Oleh: Daldiyono
JAKARTA, KOMPAS - Saat ini terdapat wacana yang ramai diulas, yaitu hukuman kebiri bagi pelaku kejahatan seksual pada anak.
Ada kerancuan terminologi pada Wikipedia, juga Kamus Besar Bahasa Indonesia (KBBI): paedofil, pedofil, disamakan dengan pelaku kejahatan seksual pada anak.
Pedofil berasal dari bahasa Yunani: paidos, artinya 'anak' dan phil dari kata philo, artinya 'cinta atau sayang pada anak' atau 'penyayang anak'.
Jadi, sebaiknya kita menghindari istilah kejahatan seksual pada anak dengan istilah pedofil.

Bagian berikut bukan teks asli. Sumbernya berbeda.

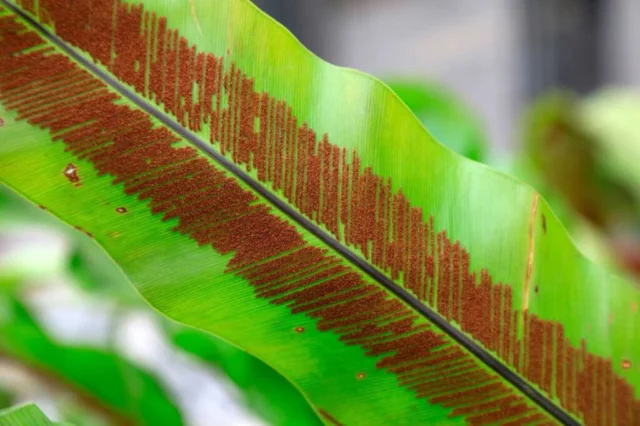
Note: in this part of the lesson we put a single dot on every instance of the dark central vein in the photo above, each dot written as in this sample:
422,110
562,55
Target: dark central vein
468,343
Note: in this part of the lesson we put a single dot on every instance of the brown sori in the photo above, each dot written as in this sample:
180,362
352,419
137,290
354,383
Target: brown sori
328,185
49,91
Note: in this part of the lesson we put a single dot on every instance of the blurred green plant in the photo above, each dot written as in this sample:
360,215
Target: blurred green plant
581,155
446,117
100,380
27,414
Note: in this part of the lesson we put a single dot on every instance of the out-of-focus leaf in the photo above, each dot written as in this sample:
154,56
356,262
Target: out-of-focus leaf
445,116
582,155
102,381
26,415
266,391
300,211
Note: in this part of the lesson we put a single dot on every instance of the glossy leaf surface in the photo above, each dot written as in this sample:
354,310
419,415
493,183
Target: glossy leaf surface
298,210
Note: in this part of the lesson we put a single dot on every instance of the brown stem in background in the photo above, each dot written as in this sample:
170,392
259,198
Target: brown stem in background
89,401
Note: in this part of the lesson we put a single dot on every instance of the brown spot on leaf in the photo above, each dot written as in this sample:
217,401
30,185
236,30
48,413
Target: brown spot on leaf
89,234
71,173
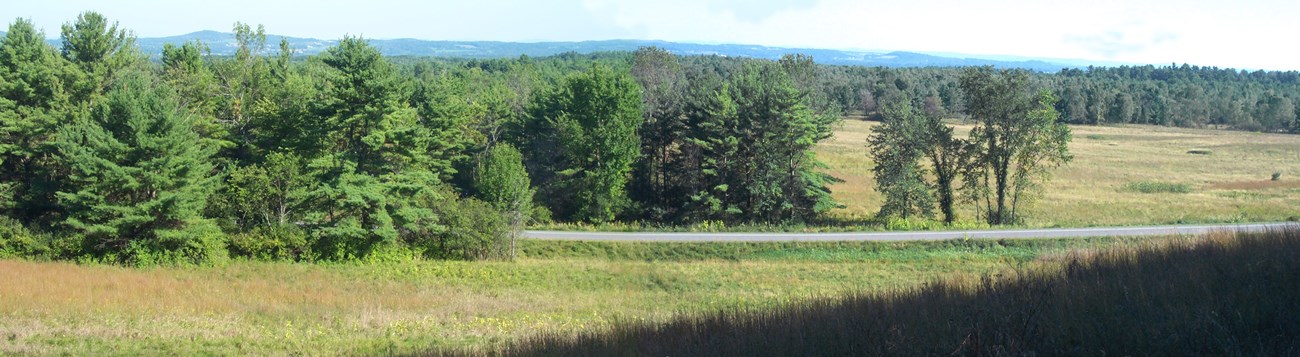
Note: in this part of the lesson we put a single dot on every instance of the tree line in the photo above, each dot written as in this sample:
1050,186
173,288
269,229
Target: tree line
108,153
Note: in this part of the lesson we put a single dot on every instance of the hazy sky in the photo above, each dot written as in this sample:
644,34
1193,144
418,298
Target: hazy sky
1255,34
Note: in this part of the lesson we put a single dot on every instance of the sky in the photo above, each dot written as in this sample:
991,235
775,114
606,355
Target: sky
1244,34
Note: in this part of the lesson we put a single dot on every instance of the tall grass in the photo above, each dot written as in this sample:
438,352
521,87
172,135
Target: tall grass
1221,295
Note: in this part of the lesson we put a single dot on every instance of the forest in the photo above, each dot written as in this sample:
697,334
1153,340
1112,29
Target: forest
112,155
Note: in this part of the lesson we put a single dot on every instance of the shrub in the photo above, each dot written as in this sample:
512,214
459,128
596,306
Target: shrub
273,243
16,240
200,244
475,230
1158,187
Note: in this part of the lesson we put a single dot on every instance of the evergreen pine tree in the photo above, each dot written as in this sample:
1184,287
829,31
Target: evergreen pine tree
139,175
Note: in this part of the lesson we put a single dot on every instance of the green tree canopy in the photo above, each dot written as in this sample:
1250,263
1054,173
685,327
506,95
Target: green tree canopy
1017,139
139,175
596,116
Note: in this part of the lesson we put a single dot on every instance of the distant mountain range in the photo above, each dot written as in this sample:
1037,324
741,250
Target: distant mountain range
224,43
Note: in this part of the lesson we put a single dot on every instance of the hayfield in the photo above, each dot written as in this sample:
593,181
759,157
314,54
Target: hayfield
412,305
1231,183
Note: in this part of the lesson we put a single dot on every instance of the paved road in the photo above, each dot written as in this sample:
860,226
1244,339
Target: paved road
900,236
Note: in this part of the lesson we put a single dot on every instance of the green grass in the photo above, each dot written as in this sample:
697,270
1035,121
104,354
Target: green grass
1229,186
410,305
1221,295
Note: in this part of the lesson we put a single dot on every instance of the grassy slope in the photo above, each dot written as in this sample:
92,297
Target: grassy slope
1231,184
259,308
1222,295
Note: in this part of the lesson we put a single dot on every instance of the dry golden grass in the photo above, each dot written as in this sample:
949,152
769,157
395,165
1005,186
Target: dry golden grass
260,308
1230,184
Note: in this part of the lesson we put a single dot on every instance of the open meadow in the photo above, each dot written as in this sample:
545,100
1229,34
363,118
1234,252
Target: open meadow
1199,177
1121,175
411,305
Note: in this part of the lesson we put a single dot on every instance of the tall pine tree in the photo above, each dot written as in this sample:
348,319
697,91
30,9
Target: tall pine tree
375,178
139,175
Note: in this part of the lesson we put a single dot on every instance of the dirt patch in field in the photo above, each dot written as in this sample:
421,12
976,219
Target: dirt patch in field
1255,184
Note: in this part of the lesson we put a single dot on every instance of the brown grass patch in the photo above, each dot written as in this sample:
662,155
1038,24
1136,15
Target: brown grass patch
1255,184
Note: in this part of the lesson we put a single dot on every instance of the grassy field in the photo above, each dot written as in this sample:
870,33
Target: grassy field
403,307
1222,295
1227,175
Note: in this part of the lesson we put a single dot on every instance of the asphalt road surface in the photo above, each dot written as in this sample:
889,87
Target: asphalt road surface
902,236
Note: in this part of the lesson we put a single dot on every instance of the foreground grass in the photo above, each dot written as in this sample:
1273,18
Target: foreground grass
1222,295
410,305
1233,183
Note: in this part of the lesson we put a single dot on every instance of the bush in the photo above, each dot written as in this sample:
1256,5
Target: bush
475,230
273,243
202,243
1158,187
16,240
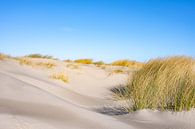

Sebaiknya istilah ini dipakai pada para pengasuh panti asuhan yang merawat bayi yang baru lahir, termasuk bayi cacat.
Para dokter spesialis kesehatan anak dan para perawat anak-anak di rumah sakit adalah juga pantas menyandang predikat pedofil. Mereka memiliki naluri dan panggilan untuk menyayangi anak-anak.
Berita terakhir, Menteri Hukum dan HAM akan membuat peraturan tentang hukuman kebiri bagi pelaku kejahatan seksual pada anak.
Ada baiknya jika masalah ini dikaji dengan saksama dari berbagai sudut pandang akademik dan aspek ilmu hukum agama, dari sudut pandang (ilmu) psikologi, dan lain-lain.
Dari sudut ilmu kedokteran, dari sudut pandang medis teknis sudah dibahas, yaitu melalui tiga cara: pengebirian hormonal, pengebirian saraf, dan pengebirian pengambilan buah pelir (testis) yang dalam istilah asing disebut castration.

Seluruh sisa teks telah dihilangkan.